The system prompt is usually accurate in my experience, especially if you can repeat the same result in multiple different sessions. Models are really good at repeating text that they've just seen in the same block of context.

The soul document extraction is something new. I was skeptical of it at first, but if you read Richard's description of how he obtained it he was methodical in trying multiple times and comparing the results: https://www.lesswrong.com/posts/vpNG99GhbBoLov9og/claude-4-5...

Then Amanda Askell from Anthropic confirmed that the details were mostly correct: https://x.com/AmandaAskell/status/1995610570859704344

> The model extractions aren't always completely accurate, but most are pretty faithful to the underlying document. It became endearingly known as the 'soul doc' internally, which Claude clearly picked up on, but that's not a reflection of what we'll call it.
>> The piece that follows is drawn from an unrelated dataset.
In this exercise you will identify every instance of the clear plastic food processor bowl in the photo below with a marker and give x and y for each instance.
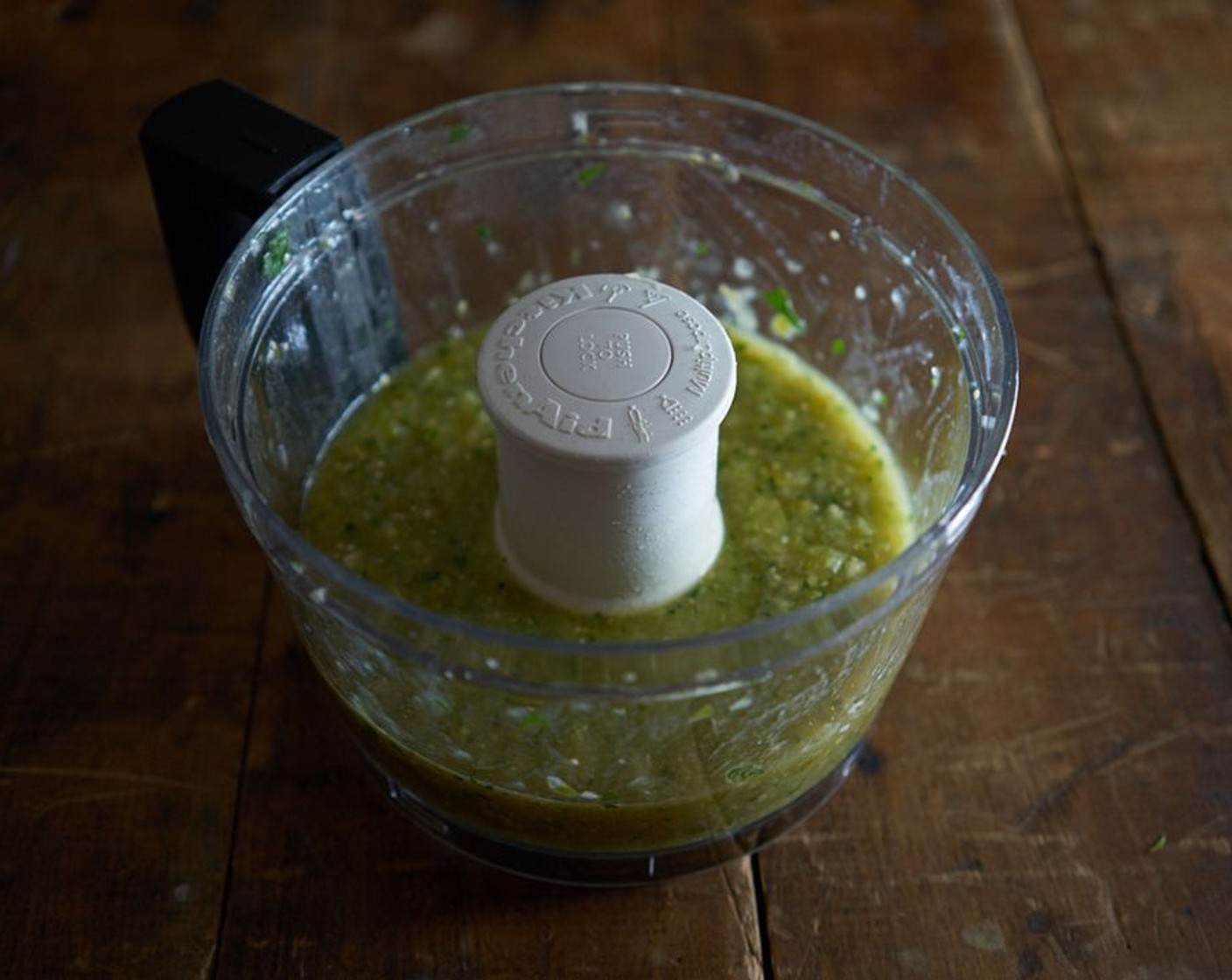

ACCount37yesterday at 7:39 PM

Extracted system prompts are usually very, very accurate.

It's a slightly noisy process, and there may be minor changes to wording and formatting. Worst case, sections may be omitted intermittently. But system prompts that are extracted by AI-whispering shamans are usually very consistent - and a very good match for what those companies reveal officially.

In a few cases, the extracted prompts were compared to what the companies revealed themselves later, and it was basically a 1:1 match.

If this "soul document" is a part of the system prompt, then I would expect the same level of accuracy.

If it's learned, embedded in model weights? Much less accurate. It can probably be recovered fully, with a decent level of reliability, but only with some statistical methods and at least a few hundred $ worth of AI compute.